14 janeiro 2011

Foi no Batalha!






Aqui há tempos, eu perguntava se era o Porto que não gostava dos cinemas ou se era o Cinema que não gostava do Porto.

Agora o Batalha foi!

Não foi agora, já tinha sido nos finais de 2005, quando foi investida a linda soma de um milhão de euros!

Agora louva-se a obra arquitectónica que veste uma parte da praça da Batalha.

Agora chora-se um mítico cinema desaparecido.

Mas olhando bem para trás, para aquele Outono de 2005 em que fiquei com os cabelos em pé quando soube que se desconhecia o fresco do Júlio Pomar (http://dotempoedaluz.blogspot.com/2006/01/ainda-os-frescos-do-cinema-batalha-do.html  http://dotempoedaluz.blogspot.com/2006/01/cinema-batalha-porto.html ) que durante meses tinha estado visível numa das paredes do cinema desenhado pelo arquitecto Artur Andrade, o futuro de um marco cultural na baixa da cidade já estava bem trémulo![1]

O chamado Gabinete do Comércio Vivo? Nunca soube o que era. Sabia sim que era uma emanação da Associação dos Comerciantes do Porto. Nem consegui saber se tinha uma existência jurídica.

Cinema? Fazer reviver o cinema nas paredes do Batalha? Depressa deixei de ter essa ilusão. As paredes iam sendo pintadas, assim como as estátuas de gesso (alguém saberá para onde foi o Bambi?). Um sistema de som acompanhava os plasmas nos amplos espaços. Renovavam-se as cadeiras da plateia, etc. Foi assim que eu entrei, ao fim de muitos anos no Batalha.

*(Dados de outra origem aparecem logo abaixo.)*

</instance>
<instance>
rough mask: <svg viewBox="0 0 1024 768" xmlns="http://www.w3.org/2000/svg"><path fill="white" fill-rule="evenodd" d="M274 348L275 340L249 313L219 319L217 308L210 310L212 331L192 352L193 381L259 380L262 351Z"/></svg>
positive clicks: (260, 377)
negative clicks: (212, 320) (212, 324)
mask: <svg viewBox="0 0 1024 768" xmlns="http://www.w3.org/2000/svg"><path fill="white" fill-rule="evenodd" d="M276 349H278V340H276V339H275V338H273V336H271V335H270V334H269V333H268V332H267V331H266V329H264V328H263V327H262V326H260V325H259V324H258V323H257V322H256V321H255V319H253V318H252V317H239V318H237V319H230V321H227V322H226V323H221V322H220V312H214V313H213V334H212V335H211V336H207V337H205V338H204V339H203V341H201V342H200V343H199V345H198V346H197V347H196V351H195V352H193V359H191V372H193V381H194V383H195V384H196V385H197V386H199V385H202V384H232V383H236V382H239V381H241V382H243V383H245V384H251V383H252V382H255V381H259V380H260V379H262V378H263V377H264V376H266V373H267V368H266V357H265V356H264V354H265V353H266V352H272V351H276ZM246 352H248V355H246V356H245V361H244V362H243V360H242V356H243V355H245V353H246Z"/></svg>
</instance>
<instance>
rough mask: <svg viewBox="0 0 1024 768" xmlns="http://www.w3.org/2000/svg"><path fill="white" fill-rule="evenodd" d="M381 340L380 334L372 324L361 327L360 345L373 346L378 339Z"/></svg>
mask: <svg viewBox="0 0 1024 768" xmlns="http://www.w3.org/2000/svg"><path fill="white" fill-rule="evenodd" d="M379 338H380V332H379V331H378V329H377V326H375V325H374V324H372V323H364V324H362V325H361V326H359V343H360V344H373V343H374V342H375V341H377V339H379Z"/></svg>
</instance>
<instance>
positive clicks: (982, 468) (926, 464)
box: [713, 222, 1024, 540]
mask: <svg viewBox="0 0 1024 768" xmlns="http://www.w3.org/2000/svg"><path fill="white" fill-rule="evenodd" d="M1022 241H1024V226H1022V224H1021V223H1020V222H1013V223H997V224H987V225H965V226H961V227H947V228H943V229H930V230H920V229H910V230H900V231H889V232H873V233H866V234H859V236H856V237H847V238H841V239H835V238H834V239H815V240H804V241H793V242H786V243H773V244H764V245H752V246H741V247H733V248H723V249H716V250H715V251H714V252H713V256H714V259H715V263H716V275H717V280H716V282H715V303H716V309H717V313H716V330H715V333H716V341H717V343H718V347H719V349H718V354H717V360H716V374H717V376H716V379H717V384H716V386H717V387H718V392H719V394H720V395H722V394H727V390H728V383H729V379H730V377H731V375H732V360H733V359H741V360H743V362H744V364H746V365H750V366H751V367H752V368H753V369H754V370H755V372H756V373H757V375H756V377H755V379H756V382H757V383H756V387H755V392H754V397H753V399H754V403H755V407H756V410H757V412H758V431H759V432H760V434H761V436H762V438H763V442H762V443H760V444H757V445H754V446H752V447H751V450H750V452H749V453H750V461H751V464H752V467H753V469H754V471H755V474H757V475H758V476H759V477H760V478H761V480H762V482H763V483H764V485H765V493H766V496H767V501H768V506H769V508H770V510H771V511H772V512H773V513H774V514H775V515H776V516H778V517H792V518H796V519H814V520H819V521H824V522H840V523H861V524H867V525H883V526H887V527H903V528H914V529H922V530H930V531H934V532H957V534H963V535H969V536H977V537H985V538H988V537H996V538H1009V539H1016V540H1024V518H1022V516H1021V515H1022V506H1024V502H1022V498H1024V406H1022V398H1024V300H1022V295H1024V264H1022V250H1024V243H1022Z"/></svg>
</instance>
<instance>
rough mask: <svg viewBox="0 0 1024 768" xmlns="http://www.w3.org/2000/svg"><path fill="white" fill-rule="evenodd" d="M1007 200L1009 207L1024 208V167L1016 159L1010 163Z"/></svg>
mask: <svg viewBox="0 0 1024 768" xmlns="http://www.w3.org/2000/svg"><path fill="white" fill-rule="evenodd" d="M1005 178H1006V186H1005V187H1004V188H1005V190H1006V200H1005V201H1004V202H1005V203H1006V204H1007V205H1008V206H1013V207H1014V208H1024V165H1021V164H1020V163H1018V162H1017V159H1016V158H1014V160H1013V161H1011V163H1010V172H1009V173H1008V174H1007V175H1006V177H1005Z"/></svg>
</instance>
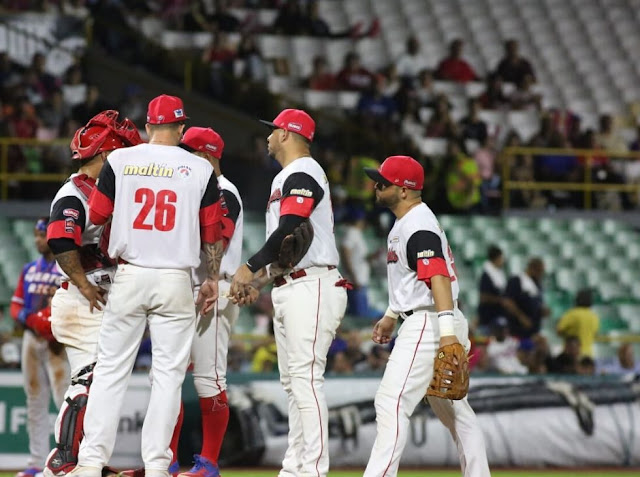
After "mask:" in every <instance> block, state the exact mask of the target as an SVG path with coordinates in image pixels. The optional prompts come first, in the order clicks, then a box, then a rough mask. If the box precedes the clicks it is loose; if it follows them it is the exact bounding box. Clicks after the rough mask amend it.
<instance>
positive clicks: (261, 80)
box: [234, 35, 267, 83]
mask: <svg viewBox="0 0 640 477" xmlns="http://www.w3.org/2000/svg"><path fill="white" fill-rule="evenodd" d="M235 61H236V63H237V66H234V69H235V70H236V72H237V76H239V77H240V78H243V79H246V80H248V81H251V82H252V83H264V82H265V81H266V80H267V67H266V64H265V61H264V58H263V57H262V53H260V50H259V49H258V45H257V44H256V40H255V37H254V36H253V35H245V36H243V37H242V38H241V39H240V45H239V46H238V52H237V55H236V59H235Z"/></svg>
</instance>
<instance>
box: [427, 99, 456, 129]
mask: <svg viewBox="0 0 640 477" xmlns="http://www.w3.org/2000/svg"><path fill="white" fill-rule="evenodd" d="M457 132H458V131H457V127H456V123H455V122H454V121H453V119H451V115H450V106H449V101H448V100H447V97H446V96H445V95H444V94H440V95H438V97H437V98H436V101H435V111H434V113H433V115H432V116H431V117H430V118H429V121H428V122H427V126H426V128H425V136H426V137H442V138H450V137H456V136H457Z"/></svg>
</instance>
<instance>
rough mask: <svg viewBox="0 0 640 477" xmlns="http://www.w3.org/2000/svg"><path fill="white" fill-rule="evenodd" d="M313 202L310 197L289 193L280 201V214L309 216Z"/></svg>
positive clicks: (305, 217)
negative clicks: (286, 195)
mask: <svg viewBox="0 0 640 477" xmlns="http://www.w3.org/2000/svg"><path fill="white" fill-rule="evenodd" d="M315 202H316V201H315V200H314V199H313V198H312V197H301V196H299V195H290V196H288V197H285V198H284V199H282V200H281V201H280V216H283V215H298V216H300V217H305V218H307V217H309V216H311V212H312V211H313V206H314V204H315Z"/></svg>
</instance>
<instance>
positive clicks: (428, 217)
mask: <svg viewBox="0 0 640 477" xmlns="http://www.w3.org/2000/svg"><path fill="white" fill-rule="evenodd" d="M435 275H444V276H448V277H450V279H451V293H452V296H453V299H454V300H457V299H458V292H459V288H458V277H457V276H456V270H455V266H454V258H453V253H452V252H451V248H450V247H449V242H448V241H447V236H446V234H445V232H444V230H443V229H442V227H440V224H439V223H438V219H437V218H436V216H435V215H434V213H433V212H432V211H431V209H430V208H429V207H428V206H427V204H425V203H420V204H419V205H417V206H415V207H414V208H412V209H411V210H410V211H409V212H407V214H406V215H404V216H403V217H402V218H400V219H398V220H396V222H395V224H394V225H393V228H392V229H391V231H390V232H389V236H388V239H387V280H388V285H389V306H390V307H391V310H392V311H394V312H395V313H400V312H403V311H411V310H415V309H418V308H421V307H426V306H433V305H434V304H435V303H434V301H433V295H432V293H431V288H430V283H431V277H433V276H435Z"/></svg>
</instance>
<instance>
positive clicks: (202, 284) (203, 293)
mask: <svg viewBox="0 0 640 477" xmlns="http://www.w3.org/2000/svg"><path fill="white" fill-rule="evenodd" d="M216 300H218V281H217V280H211V279H210V278H207V279H206V280H205V281H204V283H203V284H202V285H201V286H200V291H199V292H198V298H196V305H201V307H200V313H202V314H203V315H206V314H207V313H209V312H210V311H211V310H213V307H214V305H215V304H216Z"/></svg>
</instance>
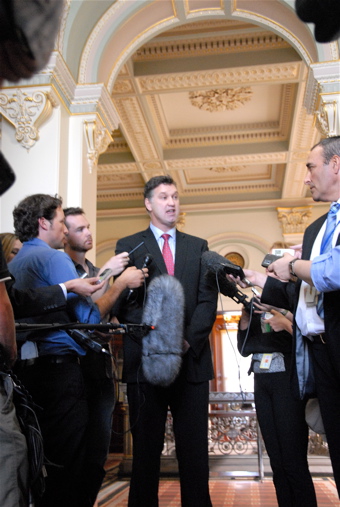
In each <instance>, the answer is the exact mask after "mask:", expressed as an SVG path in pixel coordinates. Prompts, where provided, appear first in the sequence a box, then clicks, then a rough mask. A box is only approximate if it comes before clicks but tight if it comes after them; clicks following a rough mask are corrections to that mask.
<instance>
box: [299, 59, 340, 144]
mask: <svg viewBox="0 0 340 507" xmlns="http://www.w3.org/2000/svg"><path fill="white" fill-rule="evenodd" d="M310 69H311V70H310V75H309V78H308V84H307V89H306V97H305V99H306V100H305V106H306V108H307V111H308V113H309V114H314V117H315V125H316V128H317V129H318V130H319V132H321V134H322V135H323V136H326V137H333V136H338V135H340V75H339V60H336V61H330V62H318V63H314V64H312V65H311V66H310Z"/></svg>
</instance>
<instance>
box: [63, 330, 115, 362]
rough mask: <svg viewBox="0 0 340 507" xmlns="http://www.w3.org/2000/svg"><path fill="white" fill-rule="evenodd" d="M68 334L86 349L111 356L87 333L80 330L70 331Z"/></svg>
mask: <svg viewBox="0 0 340 507" xmlns="http://www.w3.org/2000/svg"><path fill="white" fill-rule="evenodd" d="M67 332H68V333H69V334H70V335H71V336H72V338H73V339H74V341H75V342H77V343H79V345H82V346H83V347H85V348H86V347H88V348H89V349H92V350H94V351H95V352H97V353H102V354H108V355H109V356H111V354H110V352H109V351H108V350H106V349H105V348H104V347H103V346H102V345H101V344H100V343H98V342H96V341H94V340H92V338H90V336H89V335H88V334H87V333H86V332H84V331H80V330H79V329H68V330H67Z"/></svg>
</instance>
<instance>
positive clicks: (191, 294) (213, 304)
mask: <svg viewBox="0 0 340 507" xmlns="http://www.w3.org/2000/svg"><path fill="white" fill-rule="evenodd" d="M207 250H208V244H207V242H206V241H204V242H202V249H201V252H199V258H201V255H202V254H203V252H206V251H207ZM193 264H194V263H193ZM198 266H199V268H198V271H199V274H198V286H197V288H195V290H194V291H191V289H192V287H193V285H192V287H190V291H191V297H190V299H189V296H188V294H187V304H189V305H190V304H191V300H192V299H193V298H195V297H196V298H197V299H196V302H195V309H194V311H193V313H192V316H191V319H190V323H189V325H188V326H187V328H186V332H185V337H186V340H187V342H188V343H189V344H190V348H191V350H190V352H191V353H194V355H195V356H196V357H199V355H200V354H201V352H202V350H203V348H204V347H205V345H206V342H207V340H208V338H209V333H210V331H211V328H212V326H213V324H214V322H215V319H216V307H217V295H218V292H217V289H216V288H215V287H213V286H212V285H211V284H210V283H209V282H208V281H207V278H206V276H205V270H204V269H203V268H202V265H201V264H200V263H198ZM191 267H192V266H191ZM188 269H189V270H190V268H189V267H188ZM192 283H194V282H193V281H192ZM196 294H197V296H196Z"/></svg>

A azafama, as preocupações principais estavam no invólucro. Ninguém se preocupava com o conteúdo.  A D. Laura Rodrigues fazia como sabia. Não sei se na altura foi elaborado algum projecto sério sobre o aproveitamento do espaço com fins culturais. Mas na altura fiquei com a certeza que já não haveriam mais “matinées clássicas” ao fim de semana, já não haveria um sucessor do Neves Real para a programação cinematográfica. Os dois grandes e velhos projectores da cabine da sala grande oxidavam-se apesar da espessa camada de pó que os cobria (devem ter ido para ao ferro-velho, não tiveram a sorte dos que estavam no Rivoli e que encontrei desmontados no Museu das Ciência e da Indústria, ali no Freixo).

Lá para Maio de 2006 lá fui ver uma sessão de cinema na sala Bebé. O Batalha estava a reviver mas praticamente sem cinema. A sala Bebé passava os filmes que entidades exteriores traziam. Mas o Batalha tinha um restaurante, um bar, música e tornara-se um local que muitos portuenses desejaram conhecer. De maneira episódica havia concertos na sala principal. O projector 35 mm da sala Bebé que datava dos meados do século XX e um projeccionista que lhe gabava o desempenho. Uma sala Bebé onde o som do filme por vezes era abafado pelo ruído que nos chegava da rua.

Pelos vistos o Gabinete do Comércio Vivo não tinha vocação ou não tinha meios para desenvolver um projecto cultural. Abria as portas para os DJ’s ao fim de semana e os jovens tinham um local para se divertirem. Assim se contribuía para a animação do centro da cidade.

Hoje, Agora, Aqui – 14 de Janeiro, meia-noite e tal, Cedofeita
Uma lágrima que deixamos cair. Uma tristeza passageira.
Só faço votos para que não transformem o edifício. Pelos vistos ainda não está classificado como Património. (http://www.igespar.pt/pt/patrimonio/pesquisa/geral/patrimonioimovel/detail/329677/)

Que façam lá um hotel ou um casino (pelos vistos os bingos já não são rentáveis), um dancing ou uma Fnac, um Mac Do ou um Outlet, uma agência bancária ou uma piscina. Mas que não toquem na sala Bebé, eu gostaria de passar lá de tempos a tempos ver um filme daqueles antigos em película. É uma sala que está gravada na minha memória.

Eu continuo a ver o cinema de sofá, com o telecomando ao lado, a dois, interrompendo de vez em quando para rever uma cena ou para ir buscar uma bebida.

Já agora, porque não aproveitam a sala Bebé para começarem, provisoriamente a actividade da Cinemateca no Porto?


[1] O fresco de Júlio Pomar não desapareceu por acaso. Foi em represália política que foi totalmente recoberto. Aparentemente não era possível recuperá-lo em finais de 2005. Ficaram as imagens fotográficas. O relevo da fachada foi igualmente censurado pelas autoridades do Estado Novo, mas foi parcialmente reposto como o original.